Patient Information Sharing and the General Data Protection Regulation (UK GDPR)
To comply with the new regulations governing data protection, we have reviewed our processes for sharing and protecting the security of your personal and healthcare information. Please read our Privacy Statement and Data Sharing Information Leaflet.
Please click here to read our privacy notice. Please click here to read our additional privacy notice during the COVID-19 pandemic.
Data Sharing Information Leaflet
Please click here to read how we share your information in the process of your care.
Access to Records
The General Data Protection Regulation (2018) allows you to find out what information about you is held on computer and in manual records. This is known as “right of subject access” and applies to personal information held about you. If you want to see the information about you that the practice holds:
- You will need to make a written request to the Practice Manager;
- Proof of identity will be required if you make a verbal request;
- We are required to respond to you within one month;
- You will need to give adequate information (for example full name, address, date of birth NHS number etc);
- You will be required to provide ID before any information is released to you.

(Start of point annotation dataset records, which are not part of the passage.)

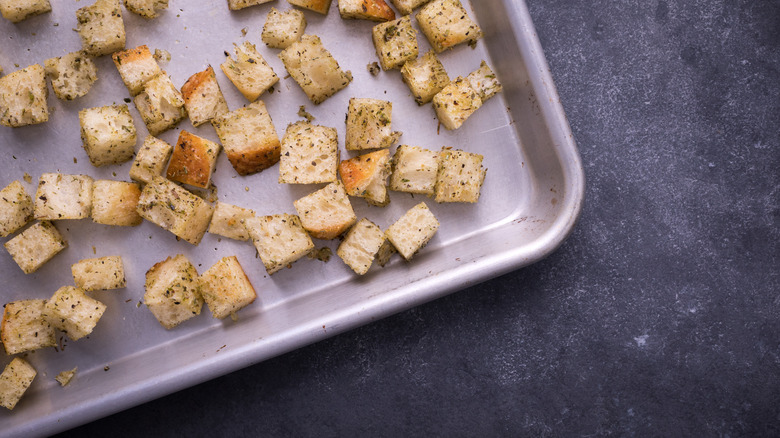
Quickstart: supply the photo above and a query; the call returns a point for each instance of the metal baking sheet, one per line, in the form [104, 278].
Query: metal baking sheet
[530, 201]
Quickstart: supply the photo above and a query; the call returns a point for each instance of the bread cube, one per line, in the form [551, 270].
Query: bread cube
[365, 176]
[24, 328]
[425, 77]
[326, 213]
[114, 203]
[283, 28]
[395, 42]
[313, 67]
[108, 134]
[280, 240]
[35, 246]
[226, 288]
[14, 381]
[23, 97]
[249, 138]
[16, 208]
[101, 28]
[446, 24]
[71, 75]
[361, 245]
[173, 208]
[173, 291]
[193, 160]
[249, 72]
[310, 154]
[413, 230]
[73, 312]
[203, 98]
[456, 103]
[136, 67]
[103, 273]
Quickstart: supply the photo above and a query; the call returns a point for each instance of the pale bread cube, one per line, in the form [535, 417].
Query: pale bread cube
[108, 134]
[203, 98]
[446, 24]
[283, 28]
[14, 381]
[103, 273]
[23, 97]
[280, 240]
[365, 176]
[16, 208]
[173, 291]
[101, 28]
[249, 138]
[24, 328]
[73, 312]
[413, 230]
[395, 42]
[226, 288]
[193, 160]
[71, 75]
[115, 202]
[310, 154]
[326, 213]
[35, 246]
[173, 208]
[249, 72]
[456, 103]
[361, 245]
[314, 69]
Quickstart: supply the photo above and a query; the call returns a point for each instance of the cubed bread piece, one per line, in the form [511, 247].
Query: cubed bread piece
[369, 124]
[23, 97]
[280, 240]
[73, 312]
[413, 230]
[249, 72]
[173, 291]
[203, 98]
[101, 273]
[228, 221]
[365, 176]
[460, 176]
[101, 28]
[150, 160]
[108, 134]
[115, 202]
[136, 67]
[14, 381]
[314, 68]
[361, 245]
[226, 288]
[310, 154]
[326, 213]
[446, 24]
[35, 246]
[173, 208]
[249, 138]
[283, 28]
[395, 42]
[24, 328]
[193, 160]
[71, 75]
[456, 103]
[16, 208]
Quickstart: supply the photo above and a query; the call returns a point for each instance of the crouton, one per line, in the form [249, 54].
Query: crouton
[314, 69]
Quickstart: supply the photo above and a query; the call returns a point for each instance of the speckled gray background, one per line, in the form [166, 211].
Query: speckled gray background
[659, 316]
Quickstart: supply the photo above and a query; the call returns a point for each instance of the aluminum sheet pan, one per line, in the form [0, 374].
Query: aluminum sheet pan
[530, 201]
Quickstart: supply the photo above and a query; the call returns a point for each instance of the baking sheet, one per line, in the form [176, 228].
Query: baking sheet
[530, 200]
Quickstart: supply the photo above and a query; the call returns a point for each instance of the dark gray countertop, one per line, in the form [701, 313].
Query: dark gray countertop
[659, 316]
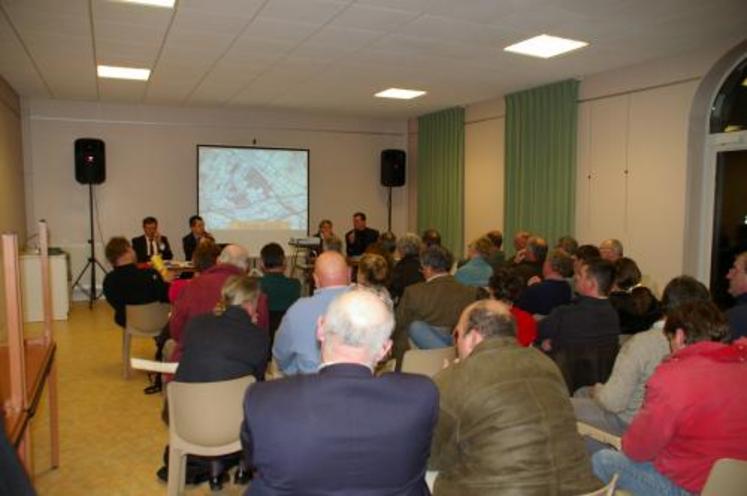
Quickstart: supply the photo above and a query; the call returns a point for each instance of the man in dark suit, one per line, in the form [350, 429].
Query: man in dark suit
[196, 233]
[343, 430]
[358, 238]
[151, 243]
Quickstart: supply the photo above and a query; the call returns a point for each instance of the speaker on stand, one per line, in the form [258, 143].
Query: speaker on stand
[393, 174]
[90, 169]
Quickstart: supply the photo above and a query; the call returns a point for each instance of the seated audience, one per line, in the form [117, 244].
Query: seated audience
[506, 286]
[693, 413]
[429, 310]
[226, 343]
[737, 315]
[406, 271]
[431, 237]
[521, 238]
[296, 350]
[613, 405]
[151, 242]
[497, 258]
[281, 291]
[636, 305]
[569, 244]
[611, 250]
[505, 423]
[477, 271]
[541, 298]
[533, 259]
[343, 431]
[204, 257]
[584, 335]
[197, 232]
[203, 293]
[128, 285]
[358, 238]
[373, 273]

Our application form can be accessed here.
Access to your records can be obtained by signing up to our secure online service. Please call into the surgery to register for online services. You will be asked to provide photo ID (passport, photocard driving licence etc).
Freedom of Information
Information about the General Practitioners and the practice required for disclosure under this act can be made available to the public. All requests for such information should be made to the practice manager by email at email@example.com
We make every effort to give the best service possible to everyone who attends our practice.
However, we are aware that things can go wrong resulting in a patient feeling that they have a genuine cause for complaint. If this is so, we would wish for the matter to be settled as quickly, and as amicably, as possible.
To pursue a complaint please contact the practice manager who will deal with your concerns appropriately.
Further written information regarding the complaints procedure can be found by clicking here.
To download a copy of our complaints form click here.
Are you under 18 and wish to make a complaint? Click here to download a copy of our Child Friendly Complaints Procedure.
The NHS operate a zero tolerance policy with regard to violence and abuse and the practice has the right to remove violent patients from the list with immediate effect in order to safeguard practice staff, patients and other persons. Violence in this context includes actual or threatened physical violence or verbal abuse which leads to fear for a person’s safety. In this situation we will notify the patient in writing of their removal from the list and record in the patient’s medical records the fact of the removal and the circumstances leading to it.